The lack of standardized guidelines regarding sample collection, storage conditions, DNA extraction, sequencing platforms, and data analysis pipelines has made it challenging to draw clear conclusions and identify consistent patterns of gut microbiota involved in human diseases. A standardized approach enables comparability between studies and increases the reliability and reproducibility of results in the microbiota field [140, 141].

Model System

Although mouse models are commonly used in microbiota research, they are a few issues that need to be taken into account. These include the absence of standardized experimental protocols, the genetic similarity of laboratory mice, differences between mouse and human microbiota, and coprophagia habit which can significantly influence the gut microbiota composition in mouse models [142]. To overcome these challenges, it is necessary to develop mouse models that more accurately reflect the human gut microbiota and to adhere to standardized protocols when working with these animal models.

From Laboratory to Human Studies

Since most of our knowledge is limited to preclinical studies on animal models, long-term clinical studies are required to assess the safety, effectiveness, and long-term effects of in vivo and in vitro findings.

Ethics

Manipulation of the gut microbiota using different methods of interventions such as FMT requires considering different ethical considerations, such as informed consent, selection of appropriate donors, and safety of protocols, which might be very challenging in microbiota studies [143]. Transparency and open communication with participants must be prioritized in order to address these challenges, and strict guidelines for donor selection and risk assessments must also be implemented in order to guarantee the health and safety of study participants (Fig. 2).

Fig. 2
figure 2

A workflow from study question to omics data integration in microbiome studies

Conclusion

Dysbiosis has been associated with the development of several gut-microbiota-associated diseases in humans.

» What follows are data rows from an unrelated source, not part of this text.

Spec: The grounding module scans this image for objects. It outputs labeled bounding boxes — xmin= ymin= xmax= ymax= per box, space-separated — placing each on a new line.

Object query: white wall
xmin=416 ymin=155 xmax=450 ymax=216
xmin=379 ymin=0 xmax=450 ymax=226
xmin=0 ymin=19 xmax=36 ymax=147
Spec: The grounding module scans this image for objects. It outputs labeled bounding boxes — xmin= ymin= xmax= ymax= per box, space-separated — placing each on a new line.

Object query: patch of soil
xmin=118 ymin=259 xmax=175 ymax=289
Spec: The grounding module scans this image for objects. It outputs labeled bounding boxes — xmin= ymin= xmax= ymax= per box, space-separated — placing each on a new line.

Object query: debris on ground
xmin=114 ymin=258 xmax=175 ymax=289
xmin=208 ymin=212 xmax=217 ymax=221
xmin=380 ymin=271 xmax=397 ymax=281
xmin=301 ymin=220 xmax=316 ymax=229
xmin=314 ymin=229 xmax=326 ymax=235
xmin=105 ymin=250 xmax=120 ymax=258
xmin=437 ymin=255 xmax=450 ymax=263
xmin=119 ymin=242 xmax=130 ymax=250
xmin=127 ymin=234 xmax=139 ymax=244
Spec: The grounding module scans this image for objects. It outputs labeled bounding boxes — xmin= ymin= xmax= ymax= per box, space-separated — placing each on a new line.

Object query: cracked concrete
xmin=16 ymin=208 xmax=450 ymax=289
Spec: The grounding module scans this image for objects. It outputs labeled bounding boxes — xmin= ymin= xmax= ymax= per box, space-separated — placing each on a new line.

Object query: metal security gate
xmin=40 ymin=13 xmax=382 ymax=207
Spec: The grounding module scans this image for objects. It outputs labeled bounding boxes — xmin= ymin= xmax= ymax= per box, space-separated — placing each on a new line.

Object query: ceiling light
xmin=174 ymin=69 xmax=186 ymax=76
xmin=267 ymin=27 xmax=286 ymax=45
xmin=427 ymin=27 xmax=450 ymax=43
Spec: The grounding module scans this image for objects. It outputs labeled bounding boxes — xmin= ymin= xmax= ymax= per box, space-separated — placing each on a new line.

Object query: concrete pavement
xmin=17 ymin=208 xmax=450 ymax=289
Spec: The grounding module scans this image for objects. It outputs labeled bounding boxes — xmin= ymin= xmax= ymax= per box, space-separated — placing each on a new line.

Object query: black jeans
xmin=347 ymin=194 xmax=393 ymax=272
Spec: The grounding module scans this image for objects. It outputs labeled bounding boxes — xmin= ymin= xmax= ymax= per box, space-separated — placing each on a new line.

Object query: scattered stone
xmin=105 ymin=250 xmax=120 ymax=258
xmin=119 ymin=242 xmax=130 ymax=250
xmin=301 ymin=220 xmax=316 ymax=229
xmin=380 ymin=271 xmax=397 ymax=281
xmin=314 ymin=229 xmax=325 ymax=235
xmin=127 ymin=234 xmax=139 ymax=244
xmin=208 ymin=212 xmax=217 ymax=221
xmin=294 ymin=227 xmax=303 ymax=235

It has been shown that the abundance of several beneficial microbial communities decreases, while pathogenic and opportunistic pathogens increase. Therefore, targeting the gut microbiota composition through various human interventions with the aim of balancing the ratio of different microbial communities and their influence on host physiology seems to be a promising approach. However, it is important to note that the host-gut microbiota interaction is a complex network, and dysbiosis is not the only contributing factor in the development of several diseases. Recent advancements in omics approaches have shed light on the complex interactions between the host-microbiota interaction. Meta-transcriptomics, metagenomics, proteomics, metabolomics, transcriptomics, glycomics, lipidomics, and epigenomics have revealed that microbial metabolites, genes, and transcripts may provide more comprehensive insights than microbial taxa alone. These advancements have enabled researchers to go beyond the identification of microbial taxonomy and explore microbiota functions and their interactions with the host, which are essential in designing new therapeutical approaches. Also, it is worth pointing out that the non-bacterial communities of the gut, including viruses (virome), fungi (mycobiome), archaea, and protozoa, also play a significant role in shaping gut microbiota composition and influencing host physiology [144]. Although there is little information now available on these topics, gaining an understanding of the intricate relationships that exist between these bacteria and their hosts may help develop novel therapeutic approaches that focus on the entire gut ecology and pave the way for more personalized therapy (Table 2).